Enio Lins

O samba do branquelo doidivanas e seu enredo discriminatório

Enio Lins 26 de abril de 2024

Esfuziante vereador carioca apresentou um projeto de lei cujo objetivo é proibir “cardápios vegetarianos e/ou veganos em unidades de ensino”. Se aprovada e sancionada tamanha excrescência, receitas dessas duas opções de pratos saudáveis serão censuradas, subtraídas, das mesas nas creches e escolas públicas da capital fluminense. É sério, não é piada. Trata-se do Projeto de Lei nº 3.027/2024, em plena tramitação pelas comissões daquela casa. Ô patriotas, quêde a liberdade de alimentação?

SE A MODA PEGA...

No batuque, no chorinho e na bossa nova, no carnaval, na ginga, no culto ao sol e ao mar, o Rio sempre forneceu régua e compasso para desenhar modas Brasil afora. Mas, desgraçadamente, também os maus exemplos cariocas – como a favelização, as milícias e o tráfico pesado – fazem escola (que não são de samba) em todos os estados. O perigo, e a tendência, é que projetos desse teor venham a se espalhar pelo país como mais uma contaminação patriotária.

EXTREMA IDEOLOGIZAÇÃO

Na esdruxula justificativa do projeto, segundo o site Metrópoles, o distinto edil carioca afirma que “a pauta ambiental se tornou associada ao vegetarianismo e ao veganismo”, e que “o tema foi sequestrado pela ‘militância de esquerda’ e que esta ‘torna cada dia mais o assunto objeto mais de crendice que de ciência séria’”. Entende o nobre vereador que a ideologia (de direita) está acima de tudo, enxergando apropriação esquerdista sobre todas as ideias alternativas. Daí esse impróvido personagem vir dar-lhes combate sem tréguas, nem clemência, muito menos inteligência.

DEMARCAÇÃO DE ESPAÇOS

Além da ignorância e estupidez, propostas como essa demonstram uma política de demarcação de território, buscando carimbar “o inimigo” com uma marca indelével para o isolar.

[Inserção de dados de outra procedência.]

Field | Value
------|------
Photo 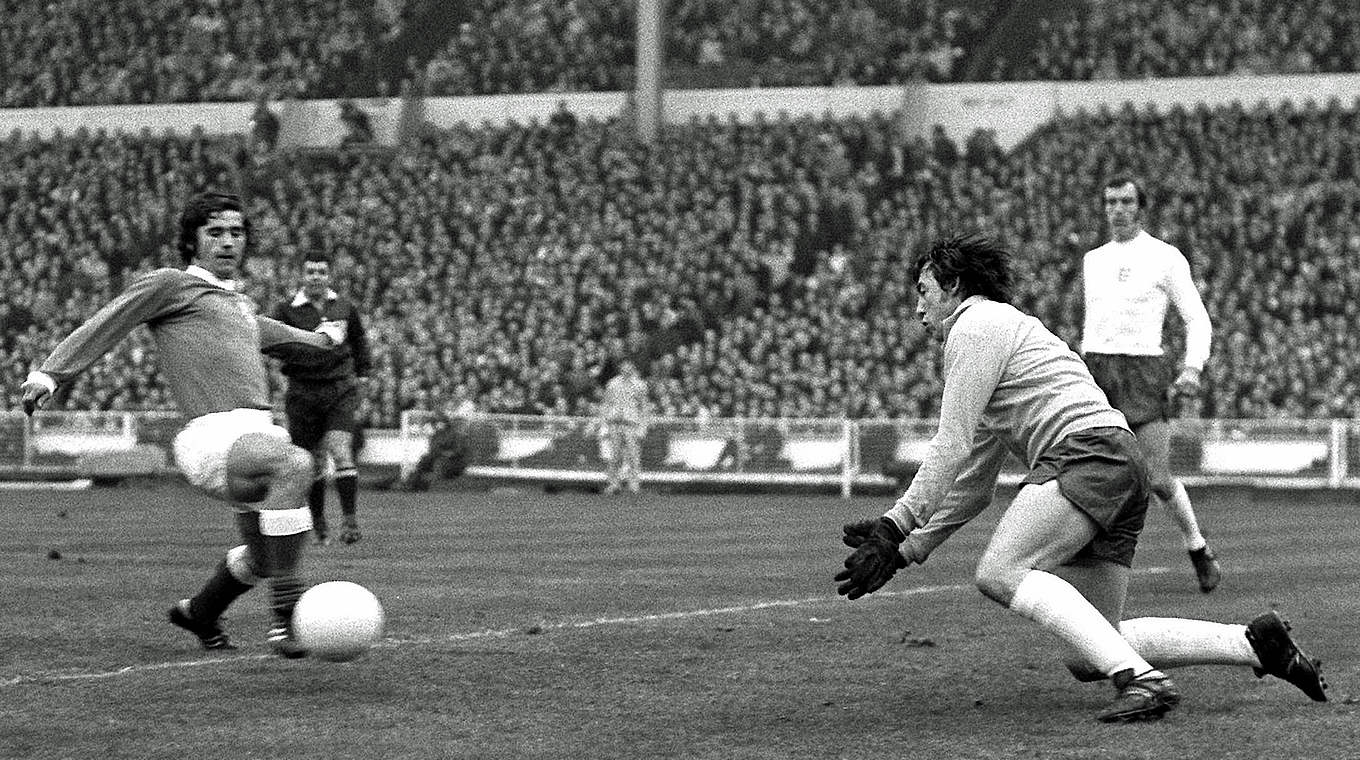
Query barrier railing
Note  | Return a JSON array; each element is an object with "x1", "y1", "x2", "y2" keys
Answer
[{"x1": 0, "y1": 412, "x2": 1360, "y2": 495}]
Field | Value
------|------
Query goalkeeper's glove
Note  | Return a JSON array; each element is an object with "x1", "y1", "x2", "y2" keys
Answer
[
  {"x1": 314, "y1": 319, "x2": 350, "y2": 345},
  {"x1": 19, "y1": 371, "x2": 57, "y2": 417},
  {"x1": 835, "y1": 517, "x2": 907, "y2": 600},
  {"x1": 1171, "y1": 367, "x2": 1201, "y2": 397}
]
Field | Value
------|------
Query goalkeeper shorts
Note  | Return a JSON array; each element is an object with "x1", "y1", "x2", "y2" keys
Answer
[{"x1": 1024, "y1": 427, "x2": 1151, "y2": 567}]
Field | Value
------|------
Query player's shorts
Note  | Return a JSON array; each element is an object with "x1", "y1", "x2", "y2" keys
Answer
[
  {"x1": 283, "y1": 378, "x2": 359, "y2": 451},
  {"x1": 174, "y1": 409, "x2": 288, "y2": 502},
  {"x1": 1083, "y1": 353, "x2": 1175, "y2": 428},
  {"x1": 1024, "y1": 427, "x2": 1149, "y2": 567}
]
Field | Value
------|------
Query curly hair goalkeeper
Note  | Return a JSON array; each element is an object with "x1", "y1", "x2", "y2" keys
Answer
[{"x1": 835, "y1": 237, "x2": 1326, "y2": 722}]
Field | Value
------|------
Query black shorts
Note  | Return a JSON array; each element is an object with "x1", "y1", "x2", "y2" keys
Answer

Figuras como o vereador Zero-Dois procuram cravar estigmas ideológicos, políticos, raciais e/ou comportamentais junto à opinião pública, procurando ampliar suas próprias bases usando para tal a desinformação e o preconceito. Nesse tipo de manipulação, alternativas distintas do padrão usual, como a alimentação diferenciada, passa a ser uma “marca do mal”, um selo identificador de alguém, ou grupo, que deve ser discriminado e exorcizado.

REDUCIONISMO E DIREITISMO

Vegetarianismo e veganismo são duas concepções de alimentação saudável, envolvem entendimentos alternativos sobre a vida e nuances ideológicas não-convencionais, é verdade. Mas, necessariamente, não são “de esquerda” – a história recente informa a quem queira saber que Gandhi era vegetariano/vegano e Hitler também, assim como foram Tesla, Einstein, Leonardo da Vinci, Pitágoras, Rosa de Luxemburgo... e hoje vivem saudáveis, sem pensar em morder um taco de carne, celebridades como Xuxa, Felipe Neto, Greta Thunberg, Leonardo de Caprio, Paul McCartney... seriam todas essas criaturas comunistas comedoras de folhinhas e brotinhos?

HIPOCRISIA COMO MÉTODO

Esse tipo de estigmatização, voltada para a política de transformar o inimigo em alvo de fácil identificação, usa a hipocrisia como ferramenta, pois dentro do seu próprio círculo, entre os “homens de bem”, para perseguir homossexuais (LGBTQI+), negros, pardos, índios, pobres, mulheres, nordestinos, ecologistas, vegetarianos, veganos... são tolerados homossexuais (LGBTQI+), negros, pardos, índios, pobres, mulheres, nordestinos, ecologistas, vegetarianos, veganos – desde que sejam devotos do mito da extrema-direita. O que vale, para essa turma, é o ódio a ser destilado.